Editorial Note: The measles vaccination program in Romania achieved a greater than 90% reduction in measles incidence (Figure_1), compared with the incidence during the prevaccine era. Following the introduction of measles vaccination in 1979, epidemics of measles occurred in 1982, 1986, 1993, and 1997. These epidemics have been of progressively smaller magnitude, while the median age of persons with cases increased from 6.5 years in 1986 to 10.8 years in 1997. Unlike previous epidemics, the 1997 epidemic involved predominantly school-aged children who were vaccinated.

The large outbreak in Romania during 1996-1997 occurred despite maintenance of high coverage with the first dose of measles vaccine for approximately 15 years and the introduction of a second dose of measles vaccine in 1994. However, this pattern is consistent with that in other countries with well established vaccination programs (e.g., Hungary and the United States) in which large numbers of susceptible persons accumulated and outbreaks occurred (3,4). In Romania, susceptible persons included school-aged children who either failed to respond to the first dose of vaccine or whose immunity from the first dose had waned and young preschool children who have not yet been vaccinated. The incidence was lowest among children aged 8-9 years, suggesting high efficacy of the two-dose schedule used among this age group. The increased incidence among persons born during 1980-1987 may reflect reduced vaccine efficacy, increased contact rates, or a combination of these factors.

The findings in this report underscore the potential for large outbreaks of measles in countries that have achieved high coverage with a single dose of measles vaccine unless such countries provide a second dose of vaccine to at least all persons born since the introduction of vaccine. A routine second dose (e.g., administered at school entry) may result in the elimination of measles if coverage levels of greater than 95% can be achieved and maintained for an extended period (5). Alternatively, catch-up campaigns (e.g., those conducted in Canada, Latin America, and United Kingdom that targeted children across a broad age range regardless of previous vaccination status) have been effective in preventing outbreaks and interrupting transmission (6-8). The selection of a specific strategy may be determined by levels of resources available and by the commitment of the country to accelerate measles control. In Romania, the optimal approach may be to implement a catch-up campaign targeting school-aged children (aged less than or equal to 18 years) in conjunction with efforts to increase routine vaccination coverage with the first dose to 90% in all districts and to maintain high routine coverage with the second dose. Ongoing studies to evaluate vaccine efficacy during the outbreak and to determine age-specific susceptibility to measles will guide the development of a measles-elimination strategy for Romania.

References

  1. Orenstein WA, Bernier RH, Hinman AR. Assessing vaccine efficacy in the field. Epidemiol Rev 1988;10:212-41.

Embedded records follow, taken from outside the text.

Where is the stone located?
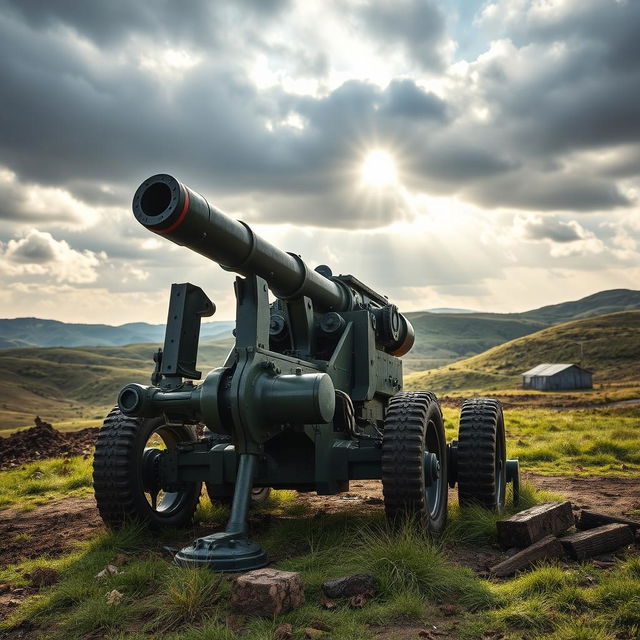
[231,567,304,616]
[497,500,575,548]
[31,567,60,588]
[322,573,376,598]
[273,622,293,640]
[576,509,640,532]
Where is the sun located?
[360,149,398,189]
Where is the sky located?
[0,0,640,325]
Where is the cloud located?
[0,165,98,227]
[0,229,107,284]
[353,0,448,70]
[524,218,582,242]
[0,0,640,320]
[514,216,612,260]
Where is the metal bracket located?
[159,282,216,387]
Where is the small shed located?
[522,364,593,391]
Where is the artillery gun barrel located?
[133,174,353,311]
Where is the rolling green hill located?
[405,311,640,394]
[404,289,640,373]
[0,339,232,430]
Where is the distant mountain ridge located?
[0,318,235,349]
[404,289,640,372]
[0,289,640,364]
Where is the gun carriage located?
[94,174,518,571]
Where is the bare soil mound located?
[0,417,98,468]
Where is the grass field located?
[0,472,640,640]
[444,406,640,476]
[405,311,640,394]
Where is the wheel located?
[382,391,448,535]
[457,398,507,512]
[203,427,271,504]
[93,408,201,529]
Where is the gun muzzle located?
[133,174,351,311]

  2. Biberi-Moroeanu S, Titeica-Boldeanu M, Muntiu A, Petrenco M, Suter C. Optimum age for measles immunization in Romania. Virologie 1986;37:3-8.

  3. Agocs MM, Markowitz LE, Straub I, Domok I. The 1988-1989 measles epidemic in Hungary: assessment of vaccine failure. Intern J Epidemiol 1992;21:1007-13.

  4. Atkinson WL, Orenstein WA, Krugman S. The resurgence of measles in the United States, 1989-1990. Annu Rev Med 1992;43:451-63.

  5. Peltola H, Heinonen OP, Valle M, et al. The elimination of indigenous measles, mumps, and rubella from Finland by a 12-year, two dose vaccination program. N Engl J Med 1994;331:1397-402.

  6. Bell A, King A, Pielak K, Fyfe M. Epidemiology of measles outbreak in British Columbia -- February 1997. Can Commun Dis Rep 1997;23:49-51.

  7. de Quadros CA, Olive JM, Hersh BS, et al. Measles elimination in the Americas: evolving strategies. JAMA 1996;275:224-9.

  8. Gay N, Ramsay M, Cohen B, et al. The epidemiology of measles in England and Wales since the 1994 vaccination campaign. Commun Dis Rep CDR Rev 1997;7:R17-R21.